The social contract, here, ends up being its own worst enemy. If a corrupt contract is in place, favoured by economic prosperity and material wealth, and disseminated by implicit or explicit degrees of ‘peer pressure’, so to speak, which emotionally protects it from being replaced or abandoned, the moral requirement to overturn said immoral contract necessitates an obligation to an objective moral standard for all members involved to aim for, lest it be peer pressure from the other side. Equality, then, whether determined by socioeconomic status or innate human worth, cannot be prescriptive or obligatory–––equality is a handshake until someone withdraws their hand. Why would someone withdraw their hand? When they stop believing equality is innate or “endowed by their Creator with certain unalienable Rights”. When the contract no longer points to something higher than itself.
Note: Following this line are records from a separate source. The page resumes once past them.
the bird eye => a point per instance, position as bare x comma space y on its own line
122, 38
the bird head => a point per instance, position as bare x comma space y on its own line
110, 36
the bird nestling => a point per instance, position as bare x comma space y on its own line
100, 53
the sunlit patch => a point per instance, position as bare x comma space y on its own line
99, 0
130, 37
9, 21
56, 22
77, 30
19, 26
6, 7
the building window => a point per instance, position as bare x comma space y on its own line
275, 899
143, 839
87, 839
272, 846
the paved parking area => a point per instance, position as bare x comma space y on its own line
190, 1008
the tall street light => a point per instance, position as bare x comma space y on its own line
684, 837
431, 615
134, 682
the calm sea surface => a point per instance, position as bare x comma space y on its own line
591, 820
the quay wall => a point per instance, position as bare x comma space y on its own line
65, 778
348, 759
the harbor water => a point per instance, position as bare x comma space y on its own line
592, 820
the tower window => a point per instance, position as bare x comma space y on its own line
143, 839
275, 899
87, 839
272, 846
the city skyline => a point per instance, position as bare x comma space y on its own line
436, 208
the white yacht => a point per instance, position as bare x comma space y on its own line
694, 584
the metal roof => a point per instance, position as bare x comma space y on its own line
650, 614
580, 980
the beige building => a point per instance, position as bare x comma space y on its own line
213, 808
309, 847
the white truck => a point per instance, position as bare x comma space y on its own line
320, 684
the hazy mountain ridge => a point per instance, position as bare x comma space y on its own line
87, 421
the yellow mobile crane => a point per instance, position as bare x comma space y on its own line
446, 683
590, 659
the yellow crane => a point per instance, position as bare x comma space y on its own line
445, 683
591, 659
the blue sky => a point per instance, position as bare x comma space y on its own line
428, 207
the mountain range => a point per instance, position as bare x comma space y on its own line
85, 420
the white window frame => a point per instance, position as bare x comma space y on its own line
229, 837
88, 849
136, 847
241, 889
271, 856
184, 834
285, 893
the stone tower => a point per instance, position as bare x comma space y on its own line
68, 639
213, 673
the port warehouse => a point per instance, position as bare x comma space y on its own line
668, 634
This ethic ends up stimulating ineffectual self-pleasing obligations with conflicting ‘good’ trajectories and contradictory ‘is’ qualities within the same society. In other words, because differing social contracts are formed naturally, competing points of view are integral to the fabric of moral norms, where one side morally distrusts the other. But this causes further problems. Not only is morality at war within itself, but if formal social contracts are the basis of moral responsibility, the dominant view is the higher moral standard above the other, stimulating a culture where each view needs to politicize and popularize its subjective moral code in order to make a mutual moral belief as ‘objective’ as it can be. So, the pursuit to condemn slavery as illegal was not necessarily good (socially normative) until it was constitutional! (And yet, when it read “all men are created equal”, the definition of “all” was exclusive and contextual.) It redirects moral obligations toward sociopolitical activism to make ‘moral truth’, which ultimately rewrites legislative actions, and moral obligations, into a sports club of sorts, the cultural repercussions of which we see today (i.e., Fox News v. CNN). So, the explicit social contracts of said groups end up conflating ‘is’ and ‘ought’ with their own moral ideas and political agenda. Their claimed moral trajectory is right, the opponent is wrong, evil. All because good and evil peak at State ordination. Yet, who is to say which moral position is ideal or good for society without appealing to some objective moral standard? Both cannot be right. Or if moral relativism were true, who is to say which moral position is ideal or good for society without appealing to economic sustainability? Which is precisely what slave owners did. And to say both competing views are necessary for a democratic society is to say ‘slavery should be legal’ is a valid moral view! Competing formal contracts encourages moral prejudice and judicial partiality, which demoralizes freedom.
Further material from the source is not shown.